Sadece İngiltere hapishanelerinde değil, İngiliz sömürgelerinde de görev yapan Harry Allen Kıbrıs’ta da “çalıştı” ve Büyük Britanya hükümeti hesabına tam 9 kişiyi idam etti. 1956-1957 yılları arasında ölüm cezasına çarptırılan 9 EOKA üyesinin tümünü Allen astı. Adı hiç bir zaman açıklanmayan ve kimsenin tanımadığı cellat Allen, idam tarihinden bir gün önce adaya geliyor, “işini yapıyor” ve adadan ayrılıyordu. “İnsani bir iş” yaptığına inanan Allen, “müşterisi” ile tanışıyor, boyunu posunu, ağırlığını ölçüyor ve en uygun ipi seçiyordu. Sonra dinlenmeye çekiliyor ve o an gelince bir sigara yakıyor, “öldürürcesine” bir duman alıyor ve mahkuma “Hadi Evlat” diyerek saniyeler içinde infazı tamamlıyordu. İşini bitirdiğinde kül tablasında yanmaya devam eden sigarasından bir fırt daha çekiyordu…

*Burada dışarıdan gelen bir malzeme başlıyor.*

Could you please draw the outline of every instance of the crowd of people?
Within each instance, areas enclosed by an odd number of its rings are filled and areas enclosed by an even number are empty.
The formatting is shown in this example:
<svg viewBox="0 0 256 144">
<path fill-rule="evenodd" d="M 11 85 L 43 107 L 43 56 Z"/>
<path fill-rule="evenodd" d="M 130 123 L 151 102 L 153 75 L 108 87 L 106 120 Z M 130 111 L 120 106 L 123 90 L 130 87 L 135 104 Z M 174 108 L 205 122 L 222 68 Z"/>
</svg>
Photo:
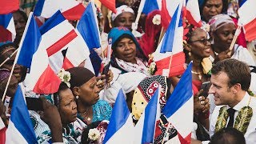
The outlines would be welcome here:
<svg viewBox="0 0 256 144">
<path fill-rule="evenodd" d="M 183 18 L 185 63 L 171 77 L 156 75 L 156 70 L 149 70 L 149 62 L 164 33 L 161 21 L 154 22 L 161 17 L 161 11 L 142 14 L 137 30 L 133 30 L 140 0 L 116 0 L 115 14 L 102 5 L 97 9 L 102 49 L 94 50 L 103 59 L 102 56 L 108 53 L 109 41 L 112 42 L 107 73 L 92 72 L 83 65 L 61 70 L 56 74 L 62 82 L 58 91 L 50 94 L 35 94 L 22 85 L 26 97 L 42 102 L 42 110 L 29 110 L 38 142 L 102 143 L 120 89 L 126 94 L 135 126 L 159 86 L 162 111 L 193 61 L 194 122 L 190 142 L 256 143 L 256 40 L 247 42 L 242 30 L 230 49 L 238 28 L 239 2 L 198 0 L 202 26 L 193 26 Z M 82 2 L 87 6 L 86 1 Z M 22 10 L 14 12 L 13 17 L 16 38 L 14 42 L 0 42 L 1 99 L 4 97 L 0 102 L 0 116 L 6 128 L 16 89 L 27 73 L 26 67 L 14 63 L 10 75 L 16 56 L 13 54 L 20 45 L 28 19 Z M 203 91 L 202 85 L 208 82 L 209 91 Z M 160 119 L 162 123 L 156 126 L 154 142 L 171 143 L 178 132 L 174 126 L 165 125 L 165 117 Z M 98 138 L 91 137 L 92 130 L 98 131 Z"/>
</svg>

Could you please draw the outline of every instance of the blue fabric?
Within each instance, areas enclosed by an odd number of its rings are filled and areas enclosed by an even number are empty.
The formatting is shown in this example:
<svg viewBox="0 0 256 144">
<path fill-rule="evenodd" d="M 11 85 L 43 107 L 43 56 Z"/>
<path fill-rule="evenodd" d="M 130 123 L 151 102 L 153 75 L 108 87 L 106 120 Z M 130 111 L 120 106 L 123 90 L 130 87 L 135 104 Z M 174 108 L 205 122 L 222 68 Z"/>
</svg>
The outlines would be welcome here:
<svg viewBox="0 0 256 144">
<path fill-rule="evenodd" d="M 12 18 L 13 14 L 11 13 L 8 14 L 0 14 L 0 26 L 6 29 Z"/>
<path fill-rule="evenodd" d="M 126 122 L 130 114 L 125 95 L 122 90 L 120 89 L 114 105 L 103 143 L 106 143 Z"/>
<path fill-rule="evenodd" d="M 12 42 L 10 41 L 6 41 L 6 42 L 0 42 L 0 46 L 3 46 L 3 45 L 7 45 L 9 43 L 12 43 Z"/>
<path fill-rule="evenodd" d="M 18 64 L 24 66 L 28 69 L 31 66 L 33 54 L 38 50 L 42 37 L 33 14 L 29 22 L 27 31 L 24 32 L 26 36 L 17 62 Z"/>
<path fill-rule="evenodd" d="M 112 107 L 104 100 L 98 100 L 93 106 L 93 120 L 92 122 L 102 120 L 109 120 L 112 113 Z M 86 123 L 86 121 L 78 114 L 78 118 Z"/>
<path fill-rule="evenodd" d="M 160 53 L 171 52 L 173 50 L 178 9 L 179 6 L 178 6 L 175 13 L 171 19 L 171 22 L 167 28 L 165 37 L 162 40 Z M 178 22 L 179 24 L 182 23 L 180 22 L 180 20 Z"/>
<path fill-rule="evenodd" d="M 98 19 L 94 15 L 93 6 L 94 6 L 90 2 L 77 26 L 90 50 L 101 47 Z"/>
<path fill-rule="evenodd" d="M 38 0 L 38 1 L 37 4 L 35 5 L 34 10 L 34 15 L 36 15 L 36 16 L 41 15 L 44 4 L 45 4 L 45 0 Z"/>
<path fill-rule="evenodd" d="M 146 0 L 142 13 L 147 15 L 154 10 L 159 10 L 157 0 Z"/>
<path fill-rule="evenodd" d="M 158 94 L 159 88 L 158 88 L 158 90 L 154 92 L 152 98 L 145 109 L 145 119 L 143 125 L 142 139 L 141 143 L 153 143 L 154 142 L 158 106 L 160 105 L 158 102 Z"/>
<path fill-rule="evenodd" d="M 60 24 L 63 21 L 65 21 L 66 18 L 61 13 L 61 11 L 58 10 L 53 16 L 50 17 L 50 19 L 46 21 L 46 23 L 44 23 L 41 27 L 40 27 L 40 32 L 41 34 L 44 34 L 46 33 L 48 30 L 52 29 L 53 27 L 56 26 L 57 25 Z"/>
<path fill-rule="evenodd" d="M 38 143 L 20 86 L 14 95 L 10 121 L 28 143 Z"/>
<path fill-rule="evenodd" d="M 170 118 L 192 96 L 192 62 L 190 63 L 185 73 L 182 74 L 174 92 L 170 96 L 166 106 L 162 109 L 162 114 Z"/>
</svg>

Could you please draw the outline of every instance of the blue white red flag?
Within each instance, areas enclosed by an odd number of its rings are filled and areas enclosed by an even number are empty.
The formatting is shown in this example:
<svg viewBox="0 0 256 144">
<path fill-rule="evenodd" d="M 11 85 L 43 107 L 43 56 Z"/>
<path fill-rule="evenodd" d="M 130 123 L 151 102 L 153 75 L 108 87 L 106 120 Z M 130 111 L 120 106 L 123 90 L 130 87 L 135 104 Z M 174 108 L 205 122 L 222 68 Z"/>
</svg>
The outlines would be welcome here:
<svg viewBox="0 0 256 144">
<path fill-rule="evenodd" d="M 174 76 L 184 72 L 185 54 L 183 53 L 183 27 L 182 18 L 182 2 L 176 8 L 173 19 L 154 54 L 156 62 L 155 74 Z M 170 62 L 170 67 L 169 70 Z"/>
<path fill-rule="evenodd" d="M 192 62 L 188 66 L 162 109 L 162 114 L 177 130 L 182 144 L 190 143 L 193 128 L 194 98 L 191 70 Z"/>
<path fill-rule="evenodd" d="M 19 9 L 19 0 L 1 0 L 0 14 L 7 14 Z"/>
<path fill-rule="evenodd" d="M 156 121 L 161 116 L 160 110 L 161 86 L 154 92 L 152 98 L 135 126 L 134 143 L 153 143 L 155 132 Z"/>
<path fill-rule="evenodd" d="M 132 114 L 128 109 L 122 90 L 118 95 L 112 110 L 110 123 L 107 126 L 103 143 L 134 143 L 134 126 Z"/>
<path fill-rule="evenodd" d="M 6 143 L 38 143 L 24 98 L 19 85 L 13 102 Z"/>
<path fill-rule="evenodd" d="M 256 11 L 254 7 L 256 1 L 245 1 L 242 6 L 238 9 L 238 25 L 244 28 L 246 39 L 251 42 L 256 39 Z"/>
<path fill-rule="evenodd" d="M 60 10 L 68 20 L 79 20 L 86 8 L 75 0 L 38 0 L 34 13 L 36 16 L 50 18 Z"/>
<path fill-rule="evenodd" d="M 0 14 L 0 42 L 14 41 L 16 30 L 13 14 Z"/>
</svg>

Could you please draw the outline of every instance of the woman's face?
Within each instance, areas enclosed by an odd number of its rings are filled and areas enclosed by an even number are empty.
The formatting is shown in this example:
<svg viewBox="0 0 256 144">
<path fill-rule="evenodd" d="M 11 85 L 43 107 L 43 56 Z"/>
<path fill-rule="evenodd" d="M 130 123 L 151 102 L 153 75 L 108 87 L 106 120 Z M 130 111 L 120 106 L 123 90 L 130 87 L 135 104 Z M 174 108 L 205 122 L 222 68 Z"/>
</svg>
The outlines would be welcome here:
<svg viewBox="0 0 256 144">
<path fill-rule="evenodd" d="M 210 54 L 210 43 L 207 39 L 206 33 L 198 28 L 193 31 L 189 41 L 191 54 L 199 58 L 208 58 Z"/>
<path fill-rule="evenodd" d="M 13 15 L 17 34 L 16 37 L 22 38 L 26 27 L 26 19 L 24 19 L 19 12 L 14 12 Z"/>
<path fill-rule="evenodd" d="M 114 21 L 114 26 L 126 26 L 131 30 L 131 25 L 135 21 L 135 16 L 130 12 L 123 12 L 119 14 Z"/>
<path fill-rule="evenodd" d="M 213 34 L 214 45 L 222 48 L 222 51 L 226 50 L 231 45 L 235 30 L 233 23 L 228 23 L 218 29 Z"/>
<path fill-rule="evenodd" d="M 73 122 L 77 118 L 77 104 L 70 89 L 59 92 L 60 102 L 58 111 L 63 124 Z"/>
<path fill-rule="evenodd" d="M 124 38 L 118 42 L 115 54 L 125 62 L 136 63 L 136 44 L 132 39 Z"/>
<path fill-rule="evenodd" d="M 94 77 L 78 87 L 78 96 L 82 102 L 92 106 L 99 99 L 100 90 L 97 86 L 97 78 Z"/>
<path fill-rule="evenodd" d="M 1 59 L 2 61 L 4 61 L 10 54 L 12 54 L 14 51 L 15 51 L 15 49 L 13 47 L 10 47 L 8 49 L 6 49 L 1 55 L 1 57 L 2 57 Z M 10 71 L 12 69 L 12 66 L 14 65 L 15 57 L 16 57 L 16 54 L 12 56 L 4 65 L 2 66 L 1 68 L 8 69 Z M 23 79 L 23 77 L 25 77 L 25 75 L 26 75 L 25 67 L 23 67 L 18 64 L 16 64 L 14 66 L 14 75 L 16 77 L 16 78 L 18 82 L 21 82 L 21 80 Z"/>
<path fill-rule="evenodd" d="M 202 16 L 206 22 L 212 17 L 222 13 L 222 0 L 208 0 L 202 8 Z"/>
</svg>

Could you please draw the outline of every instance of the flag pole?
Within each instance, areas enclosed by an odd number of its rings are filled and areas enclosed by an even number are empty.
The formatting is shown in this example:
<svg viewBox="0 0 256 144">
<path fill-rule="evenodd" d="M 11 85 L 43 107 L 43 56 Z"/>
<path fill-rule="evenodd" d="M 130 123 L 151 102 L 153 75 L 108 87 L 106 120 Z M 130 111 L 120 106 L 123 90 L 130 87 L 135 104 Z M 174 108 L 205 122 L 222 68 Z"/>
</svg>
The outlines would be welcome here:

Kıbrıs’ta idam sehpasına çıkan ilk Kıbrıslı Rum Mihalis Karaolis oldu. Bir Kıbrıslı Rum polisi öldürmekle suçlanan ve idama mahkum edilen Karaolis’i yardımcı polis olarak sömürge yönetimine hizmet veren Kıbrıslı Türk polisler yakalamıştı. Savcılıkta görev yapan Rauf Denktaş, Karaolis’in idama mahkum edilmesinde etkin rol almıştı. Bu durum, Kıbrıslı Rumlar büyük bir öfkeye yol açmıştı. EOKA Lefkoşa Bölge Komutanı Polikarpos Yorgacis tutuklandığında cebinden çıkan notlarda Karaolis aleyhine tanıklık eden üç yardımcı polisin ismi yazılıydı. Belli ki Yorgacis, Fevzi Direkoğlu, Mehmet İsmail ve Hüseyin Mehmet Cengiz isimli Kıbrıslı Türk polislerden intikam almayı planlıyordu…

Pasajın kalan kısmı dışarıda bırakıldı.